I wonder where Christianity got the idea that our relationship to God is primarily/predominately a legal one?
Jim,
Paul said God justified the ungodly, while they were dead in their sins, and were the enemies of God. Not when some of us became acceptable, but when we were ungodly.
The Oct 24th lesson says "Justification is presented in Romans as a punctiliar act; that is, it happens at a point in time. One moment the sinner is outside, unrighteous, and unaccepted; the next moment, following justification, the person is inside, accepted, and righteous. Before this justification a person is unrighteous and thus unacceptable to God; after justification he or she is regarded as righteous and thus acceptable to Him."
The "free gift" of righteousness must exist before I ask for it, it must exist even if I don't ask for it. If the gift of righteousness is not created/granted until I ask for it, then part of it is the result of me asking for it and it is no longer a free gift but something I earn/deserve for having believed/asked.

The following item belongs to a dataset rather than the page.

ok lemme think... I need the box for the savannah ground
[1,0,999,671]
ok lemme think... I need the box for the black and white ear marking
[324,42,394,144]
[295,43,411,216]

The Oct 24th lesson says "Justification is presented in Romans as a punctiliar act; that is, it happens at a point in time. One moment the sinner is outside, unrighteous, and unaccepted; the next moment, following justification, the person is inside, accepted, and righteous. Before this justification a person is unrighteous and thus unacceptable to God; after justification he or she is regarded as righteous and thus acceptable to Him."
The lesson makes it sound like Jesus doesn't do anything before we ask him to accept us because we are unacceptable.
The lesson states that justification is a punctiliar act happening at a point in time; that it happens through the redemption by Jesus (on the cross).
Question:
Is justification part of the sanctification process, i.e. as a person grows in Christ, he/she at a point in time accepts Christ by faith and is justified? Or is a person immediately justified by the merits of the crucifixion of Christ on the cross?
Hi, Robert. I think that sanctification is probably the complete process of being justified with God throughout our lives. It means to make Holy. Justification brings us into a Holy relationship with God now. It does not take take away our future choice. To continue this process throughout life would produce a Holy or sanctified life.
Justification is the process to make a person justified to receive eternal life. This process varies throughout the ages and now, it is by exercising faith in Jesus (which has a number of activities, such as, if you have faith in Jesus, show me your faith by your works, as James clarified).
Ezekiel 3:20-21 "Again, When a righteous man doth turn from his righteousness, and commit iniquity, and I lay a stumblingblock before him, he shall die: because thou hast not given him warning, he shall die in his sin, and his righteousness which he hath done shall not be remembered; but his blood will I require at thine hand." This shows that the process - justification, where the righteous man was justified, can be interrupted, and make a person not be justified to inherit eternal life.
You can never do enough works to be justified before God so justification is not a process that makes a person justified to receive eternal life. Justification is a pardon you don't deserve, a free gift Jesus gave you at the cross. The process where you change once you accept the pardon is called sanctification.